As we were initiated as young adults in high school, Mother's Day wasn't the 'it' thing anymore. Rarely did I hear discussion about what students were doing for their mothers and I no longer lay in bed jittery with anticipation to see my mother's expression when she woke up and opened my gift. Gone were the hand-made trinkets replaced by gifts bought by my new capital gain.

Gradually, after many tearful fights and strained relationships during those two years, our relationship took a turn in fortunes and my mother retreated and I blossomed. My mother became my ally. I went back to making hand-made gifts – albeit more sophisticated. It evolved from tissue paper flowers to oil-painted portraits of my mother's petunia and lavender plants in her ever-flourishing garden.

Being away from my mother has offered me time to do some reflection on her impact on my life and my impact on hers. Now that I have this spatial distance between us, I look back to see that my mother was my largest supporter throughout my life thus far. She didn't show her affection through affection, but chose to display her love for her children in a more cutting-edge fashion.

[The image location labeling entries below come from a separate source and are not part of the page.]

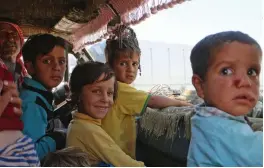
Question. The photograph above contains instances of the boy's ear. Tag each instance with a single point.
(198, 84)
(30, 68)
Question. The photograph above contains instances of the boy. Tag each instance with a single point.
(226, 68)
(68, 157)
(123, 55)
(45, 60)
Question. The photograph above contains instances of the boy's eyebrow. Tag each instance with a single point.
(48, 55)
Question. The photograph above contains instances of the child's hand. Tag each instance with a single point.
(10, 95)
(184, 103)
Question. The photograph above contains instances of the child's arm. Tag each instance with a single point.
(34, 118)
(9, 95)
(108, 151)
(162, 102)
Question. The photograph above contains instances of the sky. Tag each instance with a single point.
(189, 22)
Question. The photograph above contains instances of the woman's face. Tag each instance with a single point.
(97, 98)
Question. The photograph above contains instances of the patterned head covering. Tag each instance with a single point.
(19, 61)
(122, 38)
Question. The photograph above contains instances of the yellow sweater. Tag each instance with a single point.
(86, 133)
(120, 122)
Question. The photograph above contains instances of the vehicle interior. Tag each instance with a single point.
(161, 141)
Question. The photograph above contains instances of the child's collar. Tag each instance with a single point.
(207, 111)
(86, 117)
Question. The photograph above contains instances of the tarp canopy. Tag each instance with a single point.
(81, 22)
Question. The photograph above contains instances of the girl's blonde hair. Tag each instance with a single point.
(68, 157)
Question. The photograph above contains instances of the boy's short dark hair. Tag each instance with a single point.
(88, 73)
(41, 44)
(210, 45)
(124, 39)
(68, 157)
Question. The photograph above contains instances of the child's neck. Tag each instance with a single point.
(9, 137)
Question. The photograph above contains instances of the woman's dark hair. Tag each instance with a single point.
(123, 39)
(210, 45)
(41, 44)
(88, 73)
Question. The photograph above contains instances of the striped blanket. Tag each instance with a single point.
(20, 154)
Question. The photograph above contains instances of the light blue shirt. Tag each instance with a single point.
(35, 119)
(219, 139)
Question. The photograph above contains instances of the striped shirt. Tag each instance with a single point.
(22, 153)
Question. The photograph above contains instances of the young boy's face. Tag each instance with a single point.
(49, 69)
(232, 80)
(97, 98)
(126, 67)
(9, 42)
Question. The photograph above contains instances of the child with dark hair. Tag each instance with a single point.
(123, 55)
(16, 149)
(45, 59)
(226, 68)
(93, 88)
(68, 157)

The woman was unafraid of adversity and expressing her opinion – to the point of being overly blatant at points. My mother is the canonical depiction of what I hope I can give if I ever have children, minus a few spanking episodes. 

A dramatic escape from Vietnam

My mother is a stalwart soldier. She was a Russian literature and language major in Saigon, Vietnam before attempting to escape the country after the implementation of Communist rule. On her first attempt at escaping by boat, she was caught and jailed for a year under intolerable conditions.

 

She rarely glosses over this period of time in her life, but there were rare occasions when my parents would linger at our marble table after dinner to reminisce upon those unspoken days. Over a porcelain cup of fragrant jasmine tea imported from Vietnam, my parents would divulge into the intimate details of their escape.

 

My mother, a very strong-headed woman, decided to escape for a second time despite her first setback.

This time she succeeded. Twenty-three years later during a trip to Los Angeles, California, my second-cousin described how my Grandfather had frantically run to his home, breathless, yelling: “Help me! Help me bring Loan home. She is gone.”